The argument that all
games can only be good if they are graphically amazing seems somewhat flawed to me. Graphics are an essential attribute to any game, but when a game's greatness is lacking in every other way then it tends to have a problem. I suppose the already aforementioned Call of Duty could have something to do with this, as its hailed for its realism, yet most everything else in it demands polishing. This includes gameplay.
If someone's looking only for realism in a video game, then I don't see why we should even bother calling it a game. It's more like a movie, with the exception of the player's ability to maneuver the character as he or she feels fit. I think people who are only playing for the cinematic aspect just want the realism. But
there is nothing wrong it that. It's their personal preference, and even though they tend to clash with ours that doesn't mean they should be outright bashed; simple as that.
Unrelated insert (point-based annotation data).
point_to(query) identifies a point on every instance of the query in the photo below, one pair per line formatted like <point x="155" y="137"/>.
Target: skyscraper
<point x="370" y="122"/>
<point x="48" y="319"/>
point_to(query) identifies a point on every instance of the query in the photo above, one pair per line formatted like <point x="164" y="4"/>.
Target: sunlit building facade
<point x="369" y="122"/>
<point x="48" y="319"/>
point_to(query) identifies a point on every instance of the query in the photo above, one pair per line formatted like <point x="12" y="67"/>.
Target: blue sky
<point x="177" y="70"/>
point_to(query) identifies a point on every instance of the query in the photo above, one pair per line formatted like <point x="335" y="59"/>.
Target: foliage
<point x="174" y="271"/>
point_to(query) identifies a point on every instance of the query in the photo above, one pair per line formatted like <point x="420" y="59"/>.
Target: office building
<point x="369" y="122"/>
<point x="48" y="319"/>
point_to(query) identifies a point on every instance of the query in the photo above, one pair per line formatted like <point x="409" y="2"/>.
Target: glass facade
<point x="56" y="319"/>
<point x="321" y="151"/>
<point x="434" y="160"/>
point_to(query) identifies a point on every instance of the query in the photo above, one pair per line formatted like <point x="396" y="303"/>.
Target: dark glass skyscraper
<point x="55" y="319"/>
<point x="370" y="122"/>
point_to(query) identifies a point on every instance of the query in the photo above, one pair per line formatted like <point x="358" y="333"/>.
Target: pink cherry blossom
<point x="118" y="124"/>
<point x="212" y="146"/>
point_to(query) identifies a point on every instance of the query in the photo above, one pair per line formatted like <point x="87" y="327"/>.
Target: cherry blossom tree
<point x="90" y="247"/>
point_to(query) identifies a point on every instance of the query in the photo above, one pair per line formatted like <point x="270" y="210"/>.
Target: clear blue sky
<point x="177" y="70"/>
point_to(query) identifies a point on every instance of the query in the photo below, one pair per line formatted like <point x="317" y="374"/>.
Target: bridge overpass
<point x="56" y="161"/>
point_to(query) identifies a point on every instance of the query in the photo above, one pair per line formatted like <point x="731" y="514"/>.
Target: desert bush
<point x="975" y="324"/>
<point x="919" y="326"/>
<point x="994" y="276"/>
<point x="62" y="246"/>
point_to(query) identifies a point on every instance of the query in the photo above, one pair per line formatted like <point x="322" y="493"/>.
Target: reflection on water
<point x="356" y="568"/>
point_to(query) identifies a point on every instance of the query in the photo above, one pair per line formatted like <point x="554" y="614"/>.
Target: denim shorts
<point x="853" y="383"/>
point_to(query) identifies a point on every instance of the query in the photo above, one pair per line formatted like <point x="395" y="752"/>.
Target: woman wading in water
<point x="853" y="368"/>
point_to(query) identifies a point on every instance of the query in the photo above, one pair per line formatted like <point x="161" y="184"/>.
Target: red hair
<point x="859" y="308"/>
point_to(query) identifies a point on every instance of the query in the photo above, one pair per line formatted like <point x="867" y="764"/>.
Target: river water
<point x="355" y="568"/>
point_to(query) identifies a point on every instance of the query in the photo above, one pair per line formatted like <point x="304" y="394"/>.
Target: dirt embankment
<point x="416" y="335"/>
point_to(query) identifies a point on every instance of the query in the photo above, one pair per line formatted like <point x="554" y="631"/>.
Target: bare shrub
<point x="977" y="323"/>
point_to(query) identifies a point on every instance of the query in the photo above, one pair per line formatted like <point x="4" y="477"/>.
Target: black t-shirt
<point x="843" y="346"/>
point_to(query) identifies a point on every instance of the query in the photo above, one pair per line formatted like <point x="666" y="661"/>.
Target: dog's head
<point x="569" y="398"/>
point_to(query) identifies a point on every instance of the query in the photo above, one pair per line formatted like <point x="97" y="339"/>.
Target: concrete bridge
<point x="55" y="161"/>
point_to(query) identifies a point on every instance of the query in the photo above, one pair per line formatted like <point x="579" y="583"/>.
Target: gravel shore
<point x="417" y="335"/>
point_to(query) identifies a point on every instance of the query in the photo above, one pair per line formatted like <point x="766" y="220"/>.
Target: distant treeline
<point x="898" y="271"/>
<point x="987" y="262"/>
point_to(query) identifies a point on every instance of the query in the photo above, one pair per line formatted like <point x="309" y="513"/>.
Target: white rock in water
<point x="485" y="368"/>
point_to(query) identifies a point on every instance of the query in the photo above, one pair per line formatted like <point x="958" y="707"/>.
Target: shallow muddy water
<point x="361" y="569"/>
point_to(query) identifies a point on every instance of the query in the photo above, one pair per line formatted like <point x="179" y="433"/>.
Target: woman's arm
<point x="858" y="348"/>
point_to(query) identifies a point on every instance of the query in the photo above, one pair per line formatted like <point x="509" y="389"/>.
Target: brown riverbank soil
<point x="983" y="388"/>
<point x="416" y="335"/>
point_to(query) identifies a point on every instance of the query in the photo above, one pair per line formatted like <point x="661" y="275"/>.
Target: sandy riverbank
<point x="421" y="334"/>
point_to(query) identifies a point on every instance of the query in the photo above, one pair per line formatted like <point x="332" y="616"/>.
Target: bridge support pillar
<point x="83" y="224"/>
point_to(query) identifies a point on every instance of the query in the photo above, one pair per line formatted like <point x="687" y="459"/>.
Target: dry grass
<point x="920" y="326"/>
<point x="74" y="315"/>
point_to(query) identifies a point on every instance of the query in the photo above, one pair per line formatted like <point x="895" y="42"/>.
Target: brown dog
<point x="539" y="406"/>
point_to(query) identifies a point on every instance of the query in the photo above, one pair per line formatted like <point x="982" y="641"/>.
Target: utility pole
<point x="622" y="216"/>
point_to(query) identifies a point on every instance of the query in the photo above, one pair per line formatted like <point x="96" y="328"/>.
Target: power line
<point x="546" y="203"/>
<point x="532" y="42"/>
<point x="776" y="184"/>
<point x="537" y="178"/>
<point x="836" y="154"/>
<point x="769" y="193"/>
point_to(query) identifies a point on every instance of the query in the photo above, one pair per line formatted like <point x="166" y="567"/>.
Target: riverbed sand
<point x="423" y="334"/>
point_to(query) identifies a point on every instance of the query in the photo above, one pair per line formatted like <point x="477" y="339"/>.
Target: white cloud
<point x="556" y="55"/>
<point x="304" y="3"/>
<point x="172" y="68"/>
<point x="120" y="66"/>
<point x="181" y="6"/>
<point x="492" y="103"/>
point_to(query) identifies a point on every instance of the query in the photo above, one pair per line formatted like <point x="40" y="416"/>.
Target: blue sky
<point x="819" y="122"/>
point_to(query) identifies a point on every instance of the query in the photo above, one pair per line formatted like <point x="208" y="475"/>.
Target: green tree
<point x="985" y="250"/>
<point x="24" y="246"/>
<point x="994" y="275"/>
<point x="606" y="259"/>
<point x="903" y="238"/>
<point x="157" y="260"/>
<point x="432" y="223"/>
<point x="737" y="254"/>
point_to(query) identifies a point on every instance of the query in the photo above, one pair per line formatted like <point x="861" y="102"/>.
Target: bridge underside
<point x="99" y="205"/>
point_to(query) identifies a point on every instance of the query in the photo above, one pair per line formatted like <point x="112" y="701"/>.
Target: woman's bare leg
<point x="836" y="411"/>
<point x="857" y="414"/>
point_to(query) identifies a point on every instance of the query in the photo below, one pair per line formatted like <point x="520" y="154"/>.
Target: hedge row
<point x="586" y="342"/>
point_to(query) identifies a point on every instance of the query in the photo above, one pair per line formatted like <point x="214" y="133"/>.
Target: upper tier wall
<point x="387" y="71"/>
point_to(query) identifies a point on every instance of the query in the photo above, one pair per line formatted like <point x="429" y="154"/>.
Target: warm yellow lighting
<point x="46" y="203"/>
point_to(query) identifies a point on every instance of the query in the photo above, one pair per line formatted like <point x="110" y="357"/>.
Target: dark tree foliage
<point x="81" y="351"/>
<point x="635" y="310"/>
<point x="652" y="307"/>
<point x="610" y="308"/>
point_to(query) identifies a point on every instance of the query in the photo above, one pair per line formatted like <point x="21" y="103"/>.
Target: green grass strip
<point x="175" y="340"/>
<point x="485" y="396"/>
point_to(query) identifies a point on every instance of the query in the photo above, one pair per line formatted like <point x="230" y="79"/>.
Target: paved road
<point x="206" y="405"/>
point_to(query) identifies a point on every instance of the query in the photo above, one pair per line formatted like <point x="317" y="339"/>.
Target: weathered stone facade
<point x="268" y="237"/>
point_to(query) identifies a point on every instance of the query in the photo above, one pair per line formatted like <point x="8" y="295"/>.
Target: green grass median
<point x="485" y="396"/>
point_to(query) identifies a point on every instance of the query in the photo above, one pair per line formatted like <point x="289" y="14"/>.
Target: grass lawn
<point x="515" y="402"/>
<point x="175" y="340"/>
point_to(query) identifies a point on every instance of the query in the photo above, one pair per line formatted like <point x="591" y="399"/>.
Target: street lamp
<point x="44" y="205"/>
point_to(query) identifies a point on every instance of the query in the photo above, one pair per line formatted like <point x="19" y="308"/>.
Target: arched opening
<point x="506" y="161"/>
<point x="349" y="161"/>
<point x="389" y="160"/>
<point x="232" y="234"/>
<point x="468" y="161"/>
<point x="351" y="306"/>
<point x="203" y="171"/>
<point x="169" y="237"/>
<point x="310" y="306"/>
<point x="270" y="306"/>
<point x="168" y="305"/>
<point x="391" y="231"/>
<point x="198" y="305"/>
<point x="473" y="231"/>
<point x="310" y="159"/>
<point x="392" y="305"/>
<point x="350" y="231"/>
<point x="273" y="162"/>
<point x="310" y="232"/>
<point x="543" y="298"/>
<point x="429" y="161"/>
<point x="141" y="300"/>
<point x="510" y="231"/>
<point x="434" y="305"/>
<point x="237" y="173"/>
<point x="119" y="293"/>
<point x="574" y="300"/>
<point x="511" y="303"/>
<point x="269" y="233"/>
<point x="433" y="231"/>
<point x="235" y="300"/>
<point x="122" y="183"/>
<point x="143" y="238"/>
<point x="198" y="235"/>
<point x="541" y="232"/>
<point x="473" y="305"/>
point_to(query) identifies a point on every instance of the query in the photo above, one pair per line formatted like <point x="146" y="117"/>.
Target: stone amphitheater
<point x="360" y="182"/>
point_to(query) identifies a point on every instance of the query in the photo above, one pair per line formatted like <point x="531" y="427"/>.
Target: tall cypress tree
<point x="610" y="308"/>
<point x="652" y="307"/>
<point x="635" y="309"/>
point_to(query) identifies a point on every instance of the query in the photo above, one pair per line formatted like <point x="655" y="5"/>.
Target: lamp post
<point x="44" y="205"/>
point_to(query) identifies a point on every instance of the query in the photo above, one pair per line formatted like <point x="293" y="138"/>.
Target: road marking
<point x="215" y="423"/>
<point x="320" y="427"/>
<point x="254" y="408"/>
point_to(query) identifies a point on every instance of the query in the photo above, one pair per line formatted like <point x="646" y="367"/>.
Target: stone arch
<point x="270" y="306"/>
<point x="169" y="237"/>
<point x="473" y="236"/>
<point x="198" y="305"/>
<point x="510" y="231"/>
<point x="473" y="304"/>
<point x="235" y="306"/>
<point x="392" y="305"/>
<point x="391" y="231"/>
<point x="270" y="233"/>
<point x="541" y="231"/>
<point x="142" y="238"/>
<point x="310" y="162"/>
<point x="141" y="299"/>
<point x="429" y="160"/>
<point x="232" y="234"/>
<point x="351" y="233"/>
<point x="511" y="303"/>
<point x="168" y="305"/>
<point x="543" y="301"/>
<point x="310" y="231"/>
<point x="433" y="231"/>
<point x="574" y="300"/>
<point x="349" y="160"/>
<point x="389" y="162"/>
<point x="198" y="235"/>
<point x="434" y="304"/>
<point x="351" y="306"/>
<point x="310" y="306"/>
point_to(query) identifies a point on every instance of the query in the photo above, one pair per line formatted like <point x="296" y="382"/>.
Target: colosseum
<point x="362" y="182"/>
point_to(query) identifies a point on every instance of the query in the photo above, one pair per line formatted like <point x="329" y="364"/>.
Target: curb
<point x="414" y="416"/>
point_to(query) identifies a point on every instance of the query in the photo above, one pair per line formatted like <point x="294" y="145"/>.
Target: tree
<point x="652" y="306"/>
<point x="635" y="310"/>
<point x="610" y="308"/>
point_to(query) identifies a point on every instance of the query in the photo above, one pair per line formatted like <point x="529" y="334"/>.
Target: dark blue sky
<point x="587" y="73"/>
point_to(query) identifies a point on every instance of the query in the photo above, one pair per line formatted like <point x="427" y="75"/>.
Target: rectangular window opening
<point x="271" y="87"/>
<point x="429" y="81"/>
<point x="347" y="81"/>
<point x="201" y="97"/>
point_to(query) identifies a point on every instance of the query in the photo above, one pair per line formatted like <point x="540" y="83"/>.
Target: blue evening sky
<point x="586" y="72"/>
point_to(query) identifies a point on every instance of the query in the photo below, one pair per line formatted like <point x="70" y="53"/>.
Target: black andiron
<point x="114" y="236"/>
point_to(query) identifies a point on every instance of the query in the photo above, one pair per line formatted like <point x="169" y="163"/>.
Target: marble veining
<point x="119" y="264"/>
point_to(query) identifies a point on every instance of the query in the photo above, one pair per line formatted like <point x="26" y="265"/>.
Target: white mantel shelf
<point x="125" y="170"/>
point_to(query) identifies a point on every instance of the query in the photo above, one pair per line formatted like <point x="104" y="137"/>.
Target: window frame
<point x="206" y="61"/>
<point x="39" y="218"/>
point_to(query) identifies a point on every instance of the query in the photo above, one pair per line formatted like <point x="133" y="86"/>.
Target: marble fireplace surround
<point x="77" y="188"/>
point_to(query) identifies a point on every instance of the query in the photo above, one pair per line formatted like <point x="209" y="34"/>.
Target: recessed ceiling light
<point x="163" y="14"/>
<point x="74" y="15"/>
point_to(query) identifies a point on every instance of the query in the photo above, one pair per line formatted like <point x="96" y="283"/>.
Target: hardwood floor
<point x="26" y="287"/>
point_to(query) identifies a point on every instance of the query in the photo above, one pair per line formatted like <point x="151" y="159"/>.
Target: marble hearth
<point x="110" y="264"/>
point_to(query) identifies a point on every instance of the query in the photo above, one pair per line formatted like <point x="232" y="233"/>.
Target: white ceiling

As for me, I seek out and pick a multitude of things when I start a new game. I'm pretty much able to tell if I won't like it right off since most games bring all the elements up early on. Graphics are the first thing to appear, then usually gameplay, and lastly story as events begin to unfold. These work out best to me when they're perfectly blended together and balanced out. Star Fox 64 instantly comes to mind as a pristine paragon in which its worlds are pleasingly displayed, its gameplay is smooth and exciting, and the story is well-told through each stage as the team moves in toward Andross. A classic title that will forever demonstrate the unique order of these treble essentials.
Now, to top off this topic, I have to agree that controls are ultimately better than visuals. My thoughts are best projected through the quote below.
I would rather have a game that is fun to play and looks good (Skyward Sword as an example) than one that looks good but is boring to play (Red Dead Redemption).
This has been something of an adage of mine on this issue, and I was pleased to see it. Very well stated.